ヴェロニカがまぶたを開くと、見慣れた医院(ホスピターレ)の白い天井が広がっていた。しばらくぼんやりとその光景を眺めていたさらに数分後、自分がベッドの上に横たわっていることに気づいた。どうやら昨晩の魔女討伐の際に怪我を負って、意識を失ってしまったものらしい。


 そのことを悟ったヴェロニカは、思わず小さく舌打ちをしてしまう。ついこの前、怪我を負って医院(ホスピターレ)に運び込まれたばかりなのに、またこのざまか。自分が不甲斐(ふがい)なさすぎて、反省したり後悔したりする気持ちすら湧き上がってこない。たかだかあれだけ短時間の出撃すらも、耐えることができないだなんて。いくら自分が(クラディウス)で、大量の魔法《マギア》を身に宿していないとはいえ、あまりにも情けなさすぎる。ヴェロニカは片手で顔を覆うと、唇を強く噛みしめた。


 おまけに負傷した前後の出来事も、まともに思い出せない。この怪我の具合からすると、おそらく魔女の攻撃を受けたのだろうと想像できるけれど、その前から《マギア》を使い尽くして意識が朦朧(もうろう)としてしまっていたから記憶が定かでないのだ。そして、気がつけば医院(ホスピターレ)のベッドに横になっていた。これが無様(ぶざま)と言わずして、何と言うのだろう。

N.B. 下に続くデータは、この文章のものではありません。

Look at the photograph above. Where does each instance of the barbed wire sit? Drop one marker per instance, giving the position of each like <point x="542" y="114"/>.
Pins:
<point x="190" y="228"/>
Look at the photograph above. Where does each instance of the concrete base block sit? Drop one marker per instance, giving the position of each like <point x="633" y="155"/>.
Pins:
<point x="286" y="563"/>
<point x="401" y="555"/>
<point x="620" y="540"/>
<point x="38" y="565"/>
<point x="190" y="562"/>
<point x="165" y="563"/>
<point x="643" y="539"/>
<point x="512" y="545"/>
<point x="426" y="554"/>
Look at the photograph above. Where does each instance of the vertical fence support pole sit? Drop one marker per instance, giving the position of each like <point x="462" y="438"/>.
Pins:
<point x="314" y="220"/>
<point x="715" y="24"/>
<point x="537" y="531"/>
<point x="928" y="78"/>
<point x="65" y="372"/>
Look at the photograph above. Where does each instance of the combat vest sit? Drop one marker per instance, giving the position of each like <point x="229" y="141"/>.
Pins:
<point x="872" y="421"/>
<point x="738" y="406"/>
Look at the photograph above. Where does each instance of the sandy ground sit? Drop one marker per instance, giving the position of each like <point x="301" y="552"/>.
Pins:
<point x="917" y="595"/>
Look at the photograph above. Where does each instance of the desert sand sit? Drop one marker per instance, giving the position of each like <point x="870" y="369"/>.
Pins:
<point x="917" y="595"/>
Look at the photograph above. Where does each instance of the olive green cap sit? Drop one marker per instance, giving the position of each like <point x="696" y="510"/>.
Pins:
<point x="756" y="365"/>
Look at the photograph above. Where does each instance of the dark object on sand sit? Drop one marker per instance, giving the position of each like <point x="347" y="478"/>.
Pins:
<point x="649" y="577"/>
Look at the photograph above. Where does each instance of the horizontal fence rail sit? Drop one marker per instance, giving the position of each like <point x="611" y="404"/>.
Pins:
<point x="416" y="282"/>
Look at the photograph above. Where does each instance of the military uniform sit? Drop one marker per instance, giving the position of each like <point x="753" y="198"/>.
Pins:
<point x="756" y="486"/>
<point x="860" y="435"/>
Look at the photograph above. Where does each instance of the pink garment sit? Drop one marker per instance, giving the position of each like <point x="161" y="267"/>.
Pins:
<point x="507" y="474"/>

「くっ……! オレは……オレは、こんなところで……‼」


 こんなところで、ぐずぐずしてはいられない。立ち止まってなんかいられないのだ。自分にはやらなければならない事があるのだから。ヴェロニカがベッドから抜け出そうと上体を起こしかけたその瞬間、すさまじい痛みが全身を駆け抜けた。脳髄(のうずい)を揺さぶり、意識を持っていかれそうになるほどの、凄絶(そうぜつ)な痛みが襲いかかる。


「ぐっ……うう……‼」


 悲鳴を上げないように、とっさに歯を食いしばったけれど、(うめ)き声が漏れるのを抑えることはできなかった。蒼い瞳には涙がにじみ、全身から冷たい汗が噴き出す。たまらず体を折り曲げたヴェロニカの瞳に、それが飛び込んできた。


 右手の薬指にはめた指輪――大切な人の想いがこもった青い石が。


 ビーズを編んで作られた指輪の中央にあるラピスラズリの石。それを目にした瞬間、ヴェロニカの脳裏(のうり)に過ぎ去りし日の光景がよみがえってきた。


 あれは白い雪の舞う、とても寒い日のことだった。昼間でも体の芯から凍えるような寒さで、夜になるとあまりの冷気に我慢(がまん)できないほど気温が下がった。寮生の中にはストーブを持ちこんでいる者もいるけれど、あいにくとヴェロニカはそのような暖房器具(だんぼうきぐ)を持ち合わせていなかった。仕方がないので寮の一階にある談話室(だんわしつ)へ行き、そこにある暖炉の前で温まることにしたのだ。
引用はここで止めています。